Multi-user isolation doesn't exist? Library factually broken and eats TPM quota.
Hi Memori team,
I made an earlier issue #68 which asked about per-user memories where you reassured me that per-user memories do exist and this is further supported by your multi-user scenario example. My previous issue was primarily to address the support and to inquite about the term used to identify individual users -- "namespaces" -- which are said to be isolated per user.
I'm opening a new issue because the repository currently advertises per-user isolation, but the shipping code can't deliver it.

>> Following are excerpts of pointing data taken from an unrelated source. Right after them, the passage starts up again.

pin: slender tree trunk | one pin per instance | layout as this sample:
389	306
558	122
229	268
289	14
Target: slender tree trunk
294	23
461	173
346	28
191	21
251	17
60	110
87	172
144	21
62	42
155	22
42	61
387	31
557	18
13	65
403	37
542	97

How to reproduce (verbatim example)
- From repo root:
uv sync --extra devuv pip install python-dotenv fastapi uvicornuv run python examples/multiple-users/fastapi_multiuser_app.py
- In another terminal:
curl -s -X POST http://127.0.0.1:8000/chat -H 'Content-Type: application/json' -d '{"user_id":"alice","message":"alice: please remember that I like pizza"}'
curl -s -X POST http://127.0.0.1:8000/chat -H 'Content-Type: application/json' -d '{"user_id":"bob","message":"bob: remind me to call alice"}'
- Inspect the database:
sqlite3 fastapi_multiuser_memory.db "SELECT namespace, user_input FROM chat_history ORDER BY timestamp;"
Observed
- Both messages appear in both namespaces (fastapi_user_alice and fastapi_user_bob). There is no isolation.
- The DB explodes in size after just those two curls (e.g., ~8MB), filled with repeated "CONVERSATION CONTEXT" JSON blocks. -- This is likely fixed in #102
Analysis
- each Memori.enable() registers a LiteLLM success callback into a shared global list. Every completion triggers every registered callback, and each calls record_conversation() using its own namespace. With two enabled instances, each chat is written twice into two namespaces.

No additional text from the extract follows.